Les tiers lieux, ces fameux espaces hybrides devenus des figures incontournables de toute bonne politique ESS, sont évidemment légion à Nantes. «Il y a bien sur les projets d’urbanisme transitoire très brandés type Warehouse pour la fête, Cocotte solidaire pour la restauration, Open Lande pour la fabrique de projets écolos… Ils sont importants, mais il y en plein d’autres d’équipements socio-culturels, de centres sociaux qui agissent comme des tiers lieux sans se positionner comme tels. Par exemple l’ouverture du village des 5Ponts sur l’Ile de Nantes, qui a cette joyeuse ambition de faire cohabiter des logements sociaux, des bureaux d’entreprise, bientôt une ferme urbaine et un marché solidaire au même endroit. Il y a aussi des projets d’habitats inclusifs comme Hacoopa pour les maisons partagées pour seniors, Hapi’Coop pour les habitats dédiés aux personnes handicapées. Il y a aussi la ressourcerie de l’île qui promeut le réemploi. Bref, il y a énormément de projets qui mériteraient davantage de médiatisation, et qui ne sont pas de l’urbanisme transitoire dont la durée de vie est limitée», souligne Damien, lucide sur la façon dont certains tiers lieux profitent d’une aura alternative sans toujours défendre une conception inclusive du territoire et des habitants qui s’y trouvent. «Je fais partie de ces gens qui, à l’époque, passaient pas mal de temps au Blockhaus DY10, un bunker occupé par les ouvriers dans les années 50. On l’a occupé à la fin des années 90 avec des étudiants en architecture et des Beaux-Arts. Ça a nourrit la culture alternative de la ville, sans qu’on parle de tiers lieu ni d’autorisation municipale».
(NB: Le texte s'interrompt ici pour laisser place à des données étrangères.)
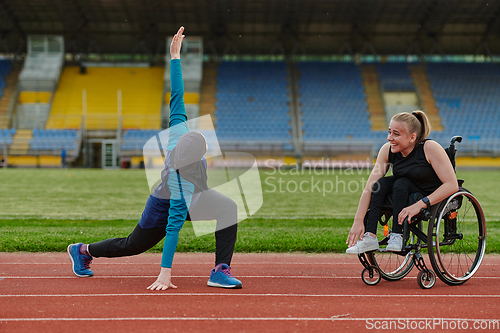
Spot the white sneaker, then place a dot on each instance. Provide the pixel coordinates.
(395, 243)
(368, 243)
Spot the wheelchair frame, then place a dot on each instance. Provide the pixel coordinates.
(442, 233)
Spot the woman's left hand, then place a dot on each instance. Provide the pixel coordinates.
(410, 211)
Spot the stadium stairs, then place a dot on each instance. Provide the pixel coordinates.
(373, 97)
(208, 91)
(424, 91)
(9, 93)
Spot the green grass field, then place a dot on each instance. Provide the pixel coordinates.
(44, 210)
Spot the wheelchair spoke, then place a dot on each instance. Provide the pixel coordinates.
(460, 239)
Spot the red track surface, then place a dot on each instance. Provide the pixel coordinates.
(281, 292)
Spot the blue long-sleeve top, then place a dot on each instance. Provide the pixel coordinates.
(173, 187)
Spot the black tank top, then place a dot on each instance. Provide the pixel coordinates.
(416, 168)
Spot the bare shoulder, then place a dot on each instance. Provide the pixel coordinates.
(383, 154)
(432, 146)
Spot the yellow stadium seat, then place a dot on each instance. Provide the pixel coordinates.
(141, 98)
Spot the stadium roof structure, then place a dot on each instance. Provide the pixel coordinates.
(313, 27)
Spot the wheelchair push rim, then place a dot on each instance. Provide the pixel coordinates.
(460, 238)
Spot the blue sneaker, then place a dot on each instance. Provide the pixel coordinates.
(81, 263)
(221, 277)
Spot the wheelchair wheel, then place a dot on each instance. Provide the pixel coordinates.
(459, 234)
(370, 276)
(426, 279)
(393, 266)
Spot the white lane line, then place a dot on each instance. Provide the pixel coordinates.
(333, 319)
(478, 296)
(206, 276)
(204, 263)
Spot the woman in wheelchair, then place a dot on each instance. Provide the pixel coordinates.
(418, 165)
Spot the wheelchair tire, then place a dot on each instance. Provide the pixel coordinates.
(370, 276)
(459, 236)
(426, 279)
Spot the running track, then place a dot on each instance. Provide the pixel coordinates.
(281, 293)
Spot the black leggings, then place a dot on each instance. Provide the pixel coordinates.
(211, 205)
(400, 189)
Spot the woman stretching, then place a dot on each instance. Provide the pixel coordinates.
(183, 186)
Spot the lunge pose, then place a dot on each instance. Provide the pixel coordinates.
(182, 195)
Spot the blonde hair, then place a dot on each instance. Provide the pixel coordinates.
(416, 122)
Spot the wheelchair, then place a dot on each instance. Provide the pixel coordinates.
(455, 240)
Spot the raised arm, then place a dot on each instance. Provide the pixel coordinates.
(181, 190)
(178, 117)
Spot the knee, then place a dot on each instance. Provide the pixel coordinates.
(229, 205)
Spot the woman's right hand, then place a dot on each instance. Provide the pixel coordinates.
(175, 47)
(163, 281)
(357, 232)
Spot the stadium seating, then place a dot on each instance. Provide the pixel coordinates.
(333, 102)
(5, 68)
(6, 136)
(252, 102)
(141, 90)
(53, 139)
(467, 97)
(395, 76)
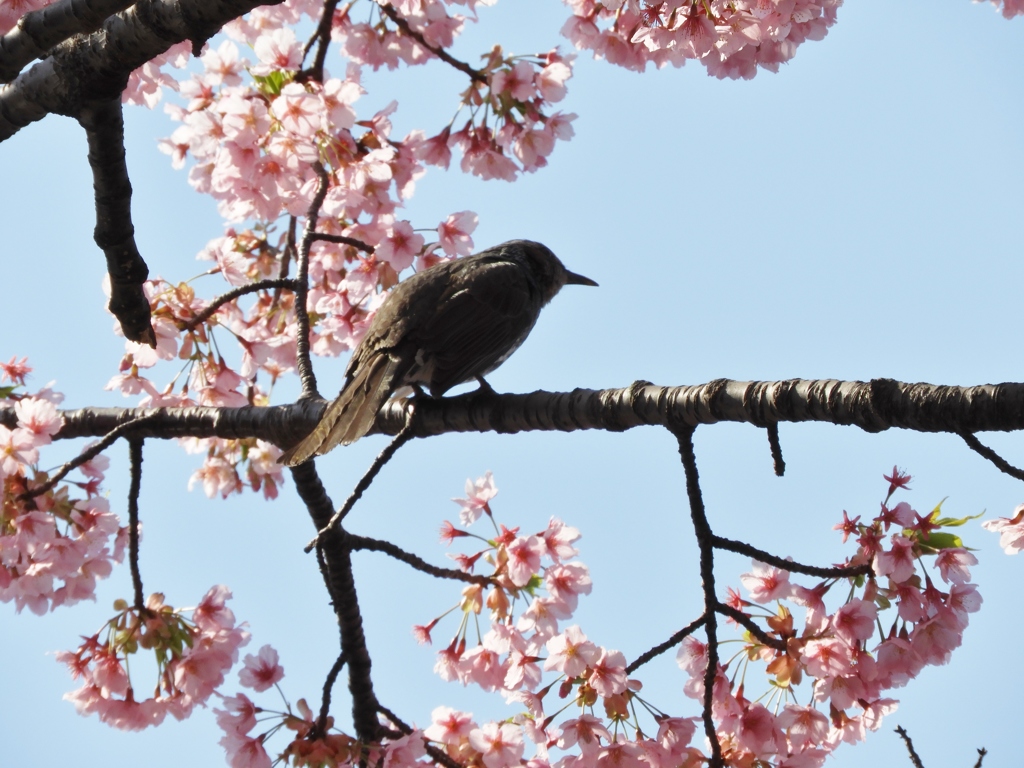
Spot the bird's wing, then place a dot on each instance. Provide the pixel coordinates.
(352, 413)
(477, 323)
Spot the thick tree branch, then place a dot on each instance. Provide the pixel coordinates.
(115, 233)
(923, 408)
(375, 545)
(382, 458)
(39, 31)
(97, 66)
(742, 548)
(263, 285)
(1001, 464)
(135, 468)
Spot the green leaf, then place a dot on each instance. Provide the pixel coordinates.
(939, 541)
(949, 522)
(270, 85)
(534, 585)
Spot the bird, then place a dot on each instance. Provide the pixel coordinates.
(452, 323)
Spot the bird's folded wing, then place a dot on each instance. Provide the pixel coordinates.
(352, 413)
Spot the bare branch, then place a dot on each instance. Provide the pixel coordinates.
(263, 285)
(337, 568)
(97, 66)
(375, 545)
(672, 642)
(135, 468)
(38, 31)
(701, 528)
(442, 54)
(914, 760)
(115, 233)
(322, 39)
(1001, 464)
(382, 458)
(321, 728)
(742, 548)
(990, 407)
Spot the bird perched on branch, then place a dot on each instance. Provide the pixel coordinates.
(452, 323)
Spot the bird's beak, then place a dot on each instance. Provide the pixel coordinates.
(571, 279)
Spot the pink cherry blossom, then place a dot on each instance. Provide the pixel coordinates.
(570, 652)
(478, 496)
(766, 583)
(500, 745)
(450, 726)
(261, 671)
(897, 563)
(1011, 530)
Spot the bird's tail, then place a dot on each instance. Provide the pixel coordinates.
(352, 413)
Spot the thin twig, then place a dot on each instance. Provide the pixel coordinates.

À la question de savoir ce qui caractérise Nantes en dehors de l’ESS, Damien Labrousse n’hésite pas. «Son statut de capitale des manifestations. La chose publique y est vive, intense. C’est une région où la richesse a été mal repartie. La traite des noirs et les chantiers navals ont enrichi quelques-uns en défaveur de tous les autres. Cette inégalité, couplée à un héritage revendicatif, donne la Nantes révoltée qu’on connait. C’est aussi ce patrimoine qui nous rend sceptiques du milieu de l’impact, des sociétés à mission, de ces grandes boites ou startups qui développent une aile social-écologique tout en maintenant de forts objectifs de croissance et une gouvernance pyramidale. L’ESS à notre sens, c’est au contraire des principes de gouvernance partagée, des bénéfices non-distribuables, des valeurs de coopération, d’ancrage local et de solidarité qui vont au-delà du vernis communicationnel».